User accounts for the cluster will be
distributed in class.
The assignment
(a) SAS programming
To write a shared memory parallel program for the eight-core system you can use the ANL m4 macros (Argonne National Laboratory) that allow you to create processes (threads), allocate global memory, and use synchronization primitives. The file ~cs527/sas/macros/c.linux.m4 contains this set of macros. The ~cs527/sas/macros/c.null.m4 file may be handy for running the sequential versions of the SPLASH-2 programs.
Tasks:
- README_FIRST.SAS.
Get,
compile, and run FFT from the ~cs527/sas/applications.
This
version of the application is similar to the original
SPLASH-2 version
at the SPLASH-2 web
page, with minor modifications (mainly to support
data placement
and 64-bit addresses).
- Write a
shared memory program that reads two NxN matrices from a
file and
multiples them on a system with P processors. You don't
have to worry
too much about corner cases (for instance you can assume
that N is a
power of P). For the format of the input file use one
array element per
line, and elements are linearized in a row-wise fashion.
Output the
result on the standard output in the same format. The
program should
report the time it took to compute the result (not
including
initialization, reading files, or outputting results) to
the standard
output.
- Run your SAS program on 1,2,3,4,5,6,7,8
cores and
create a speedup curve.
- README_FIRST.MPI. Install MPICH locally in your account.
- Copy,
compile, and run the int_pi2 program from ~cs527/mpi
(runmpi.txt). This
application computes the value of pi. Read the
instrucitons in
~cs527/mpi/Readme for compiling an MPI program.
Experiment with
the number of approximation intervals: try 100, 1000, and
1000000. Why
is the error lower with 1000 approximation intervals than
with 100? Why
does the error increase for large numbers?
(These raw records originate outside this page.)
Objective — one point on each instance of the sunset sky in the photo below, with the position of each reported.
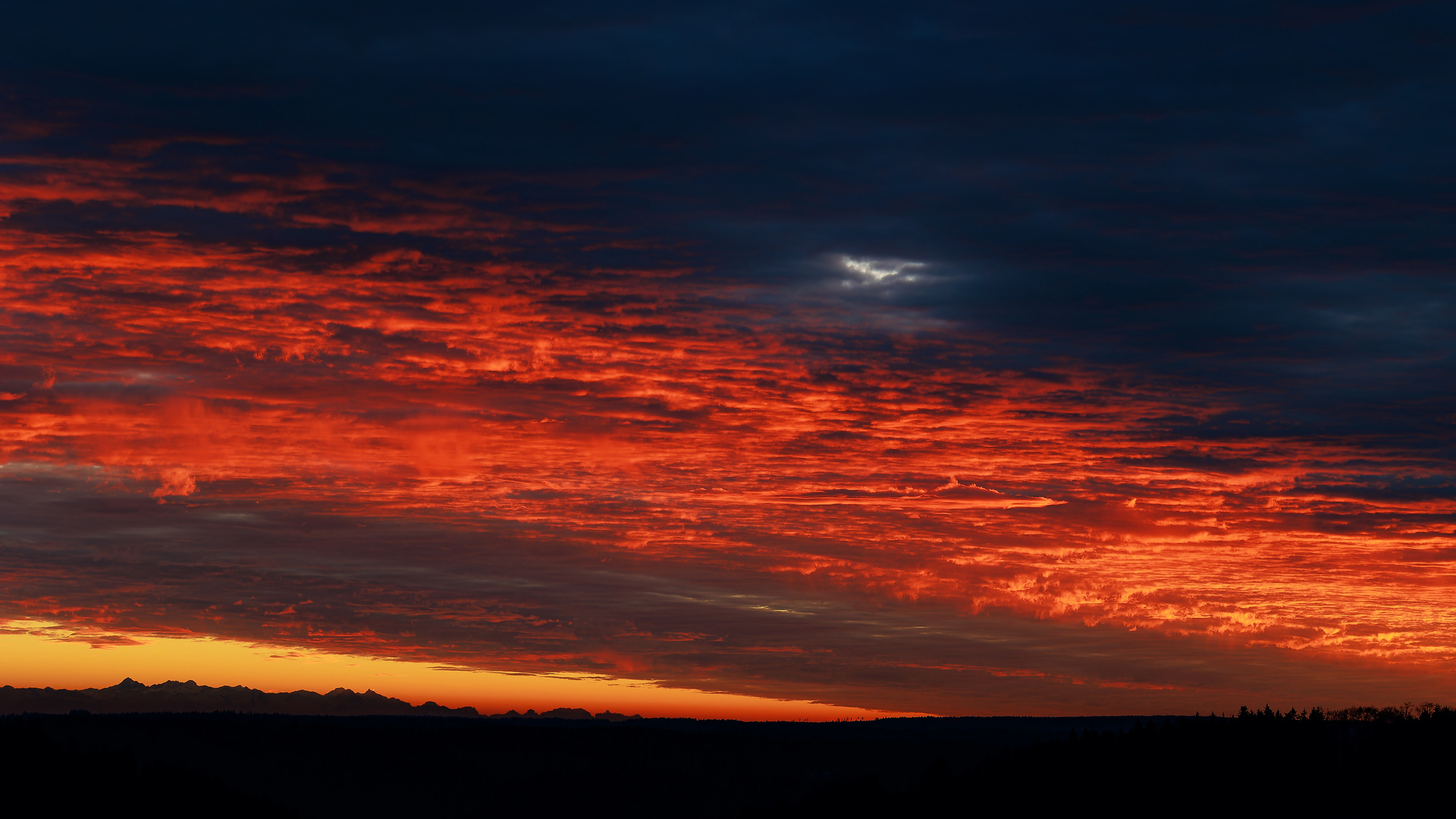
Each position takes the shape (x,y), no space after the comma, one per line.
(905,357)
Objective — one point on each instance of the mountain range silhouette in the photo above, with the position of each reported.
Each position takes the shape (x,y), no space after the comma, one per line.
(130,695)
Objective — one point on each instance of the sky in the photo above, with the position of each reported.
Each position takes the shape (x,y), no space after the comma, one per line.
(1036,357)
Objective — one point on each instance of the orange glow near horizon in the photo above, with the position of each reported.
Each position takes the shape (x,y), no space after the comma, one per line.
(650,425)
(34,656)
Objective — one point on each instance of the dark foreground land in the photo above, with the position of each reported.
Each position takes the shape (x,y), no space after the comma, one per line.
(228,764)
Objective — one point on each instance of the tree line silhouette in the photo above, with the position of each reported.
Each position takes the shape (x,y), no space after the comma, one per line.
(228,764)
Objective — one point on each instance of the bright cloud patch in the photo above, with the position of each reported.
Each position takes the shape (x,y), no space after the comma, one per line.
(880,270)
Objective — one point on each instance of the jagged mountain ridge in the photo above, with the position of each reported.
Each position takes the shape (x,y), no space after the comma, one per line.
(130,695)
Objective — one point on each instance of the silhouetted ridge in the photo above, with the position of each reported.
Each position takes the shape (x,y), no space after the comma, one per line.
(130,695)
(133,697)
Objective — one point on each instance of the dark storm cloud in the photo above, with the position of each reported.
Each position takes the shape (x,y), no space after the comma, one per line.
(1245,196)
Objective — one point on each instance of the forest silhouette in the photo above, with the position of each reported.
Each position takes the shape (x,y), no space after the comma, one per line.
(231,764)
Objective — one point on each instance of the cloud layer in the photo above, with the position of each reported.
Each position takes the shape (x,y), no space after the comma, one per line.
(948,362)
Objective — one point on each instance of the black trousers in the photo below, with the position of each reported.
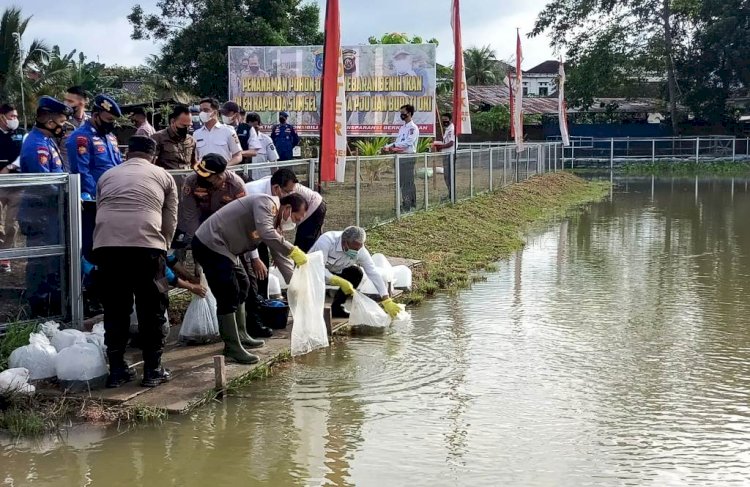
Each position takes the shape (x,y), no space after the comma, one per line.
(408,187)
(227,279)
(125,273)
(308,232)
(352,274)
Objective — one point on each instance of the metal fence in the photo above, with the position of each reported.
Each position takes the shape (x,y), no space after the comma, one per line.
(376,190)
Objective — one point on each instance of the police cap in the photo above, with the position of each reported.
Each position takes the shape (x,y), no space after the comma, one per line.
(52,105)
(106,103)
(210,164)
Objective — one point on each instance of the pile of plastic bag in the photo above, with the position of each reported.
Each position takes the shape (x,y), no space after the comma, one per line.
(200,324)
(37,358)
(15,380)
(306,296)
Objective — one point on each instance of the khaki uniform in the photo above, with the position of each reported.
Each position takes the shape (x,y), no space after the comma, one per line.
(173,152)
(244,224)
(198,203)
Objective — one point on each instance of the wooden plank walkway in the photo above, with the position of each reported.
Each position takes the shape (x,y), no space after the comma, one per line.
(192,369)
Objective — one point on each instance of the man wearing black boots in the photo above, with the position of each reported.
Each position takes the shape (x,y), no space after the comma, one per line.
(136,216)
(221,242)
(344,253)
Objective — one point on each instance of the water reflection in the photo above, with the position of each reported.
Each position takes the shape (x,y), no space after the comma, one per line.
(614,350)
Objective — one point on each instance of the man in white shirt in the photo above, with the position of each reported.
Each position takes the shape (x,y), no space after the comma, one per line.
(447,146)
(406,143)
(215,137)
(344,253)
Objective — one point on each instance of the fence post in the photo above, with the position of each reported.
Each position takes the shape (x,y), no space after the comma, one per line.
(426,184)
(491,185)
(74,237)
(397,172)
(697,149)
(357,192)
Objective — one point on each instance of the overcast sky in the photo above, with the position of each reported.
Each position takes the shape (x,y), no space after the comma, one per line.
(104,33)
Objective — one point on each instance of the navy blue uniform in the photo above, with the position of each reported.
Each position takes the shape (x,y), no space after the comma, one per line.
(285,139)
(90,155)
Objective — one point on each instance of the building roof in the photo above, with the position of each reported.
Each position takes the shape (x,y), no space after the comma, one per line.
(547,67)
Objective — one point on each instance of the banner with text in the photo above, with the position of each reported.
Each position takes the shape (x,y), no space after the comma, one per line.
(379,80)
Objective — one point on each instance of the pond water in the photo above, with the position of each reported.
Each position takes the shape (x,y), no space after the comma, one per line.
(613,350)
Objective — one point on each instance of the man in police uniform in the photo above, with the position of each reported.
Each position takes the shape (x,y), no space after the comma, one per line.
(11,138)
(38,216)
(225,237)
(285,138)
(92,150)
(215,137)
(175,147)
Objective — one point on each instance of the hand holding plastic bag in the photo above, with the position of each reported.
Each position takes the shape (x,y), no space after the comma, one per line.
(306,300)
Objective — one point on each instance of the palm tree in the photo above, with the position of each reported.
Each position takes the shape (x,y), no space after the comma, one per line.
(481,66)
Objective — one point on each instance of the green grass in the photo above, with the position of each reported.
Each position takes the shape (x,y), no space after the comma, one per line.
(684,168)
(454,243)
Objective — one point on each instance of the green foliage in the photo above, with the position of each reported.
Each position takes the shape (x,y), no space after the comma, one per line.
(196,34)
(400,38)
(16,335)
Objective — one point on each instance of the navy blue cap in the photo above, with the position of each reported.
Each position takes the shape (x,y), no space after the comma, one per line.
(52,105)
(107,104)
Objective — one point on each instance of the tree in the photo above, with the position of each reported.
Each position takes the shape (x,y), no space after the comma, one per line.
(623,41)
(196,34)
(481,66)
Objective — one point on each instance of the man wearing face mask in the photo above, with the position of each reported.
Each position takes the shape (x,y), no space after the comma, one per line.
(76,98)
(406,143)
(175,147)
(220,243)
(215,137)
(206,191)
(37,216)
(285,138)
(92,150)
(11,139)
(346,256)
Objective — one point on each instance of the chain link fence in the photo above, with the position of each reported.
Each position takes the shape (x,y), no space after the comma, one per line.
(40,267)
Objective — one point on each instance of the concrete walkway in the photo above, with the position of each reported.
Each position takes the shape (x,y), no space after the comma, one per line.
(193,376)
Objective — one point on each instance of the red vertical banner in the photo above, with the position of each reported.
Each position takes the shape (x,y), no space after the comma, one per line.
(333,103)
(461,114)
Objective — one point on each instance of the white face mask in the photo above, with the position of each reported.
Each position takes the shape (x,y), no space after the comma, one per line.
(206,116)
(287,224)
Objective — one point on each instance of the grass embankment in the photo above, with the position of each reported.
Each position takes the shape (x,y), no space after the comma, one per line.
(685,168)
(456,242)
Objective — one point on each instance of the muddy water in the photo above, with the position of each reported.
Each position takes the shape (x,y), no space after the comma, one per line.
(614,350)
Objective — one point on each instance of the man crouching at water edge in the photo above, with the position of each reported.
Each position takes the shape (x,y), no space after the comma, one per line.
(228,234)
(345,252)
(136,216)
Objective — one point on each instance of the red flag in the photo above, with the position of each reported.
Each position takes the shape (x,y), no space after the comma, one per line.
(461,115)
(333,104)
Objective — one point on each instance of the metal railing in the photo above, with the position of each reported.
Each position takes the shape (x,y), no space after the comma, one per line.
(375,190)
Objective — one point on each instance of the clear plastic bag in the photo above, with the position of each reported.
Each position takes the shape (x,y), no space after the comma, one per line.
(16,380)
(200,324)
(81,366)
(38,357)
(306,300)
(63,339)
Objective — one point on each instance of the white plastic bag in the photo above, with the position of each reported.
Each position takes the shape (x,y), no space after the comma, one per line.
(367,313)
(16,380)
(81,363)
(306,301)
(63,339)
(38,357)
(200,324)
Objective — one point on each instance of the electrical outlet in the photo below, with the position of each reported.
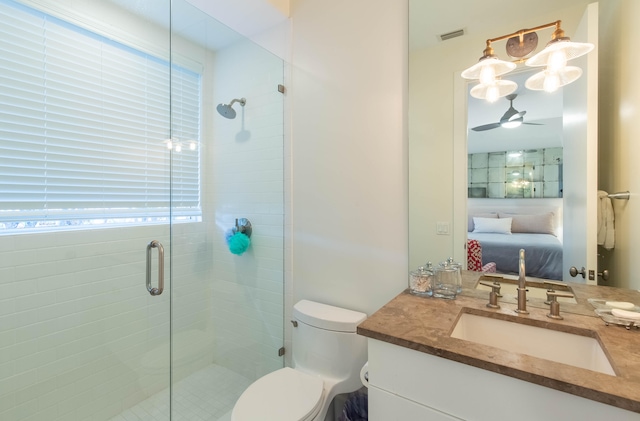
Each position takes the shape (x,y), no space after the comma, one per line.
(442,228)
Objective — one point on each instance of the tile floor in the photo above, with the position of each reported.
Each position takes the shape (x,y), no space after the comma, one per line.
(206,395)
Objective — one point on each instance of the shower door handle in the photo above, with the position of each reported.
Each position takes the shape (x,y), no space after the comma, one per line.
(160,288)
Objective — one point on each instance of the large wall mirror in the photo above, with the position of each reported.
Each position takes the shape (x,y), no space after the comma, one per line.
(441,141)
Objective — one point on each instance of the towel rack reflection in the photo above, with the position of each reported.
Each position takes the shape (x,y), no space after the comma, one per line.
(622,195)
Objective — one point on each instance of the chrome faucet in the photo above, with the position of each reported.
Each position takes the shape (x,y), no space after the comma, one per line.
(522,286)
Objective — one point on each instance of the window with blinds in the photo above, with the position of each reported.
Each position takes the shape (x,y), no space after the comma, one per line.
(92,131)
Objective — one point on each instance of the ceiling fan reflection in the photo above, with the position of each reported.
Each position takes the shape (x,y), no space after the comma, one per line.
(512,118)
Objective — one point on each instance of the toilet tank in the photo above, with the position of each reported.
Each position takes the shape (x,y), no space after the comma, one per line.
(325,342)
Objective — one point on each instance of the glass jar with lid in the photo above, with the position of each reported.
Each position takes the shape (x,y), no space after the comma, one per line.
(421,281)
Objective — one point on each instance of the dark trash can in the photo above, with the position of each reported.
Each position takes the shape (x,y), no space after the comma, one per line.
(356,408)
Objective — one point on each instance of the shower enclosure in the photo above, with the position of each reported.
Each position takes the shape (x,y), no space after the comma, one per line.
(117,177)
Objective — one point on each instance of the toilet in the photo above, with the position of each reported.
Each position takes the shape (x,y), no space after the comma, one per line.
(327,357)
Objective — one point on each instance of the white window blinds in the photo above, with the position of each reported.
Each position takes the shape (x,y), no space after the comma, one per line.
(84,124)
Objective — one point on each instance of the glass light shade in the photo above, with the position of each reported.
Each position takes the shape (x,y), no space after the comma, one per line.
(550,81)
(491,92)
(496,66)
(569,48)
- Write an MPI program that reads two NxN matrices and multiples them in the same way as task 2 above.
- Run your program on 1,2,3,4 processors (one processor per node) and on 2,4,6,8 processors (two processors per node) and create two speedup curves.
- Put the three speedup curves (one from SAS and two from MPI) on a single graph with appropriate legends, indicating application, programming abstraction, and input size.
References
- GNU m4 macro preprocessor. Most unix systems include the m4 macro preprocessor. Type "man m4" for more information.
- ANL macros
- Message Passing Interface
- Open MPI
Submission
Turn in (by mail to b i l a s @ c s d . u o c . g r) a tar file that contains your solutions and a README file stating assumptions or special features.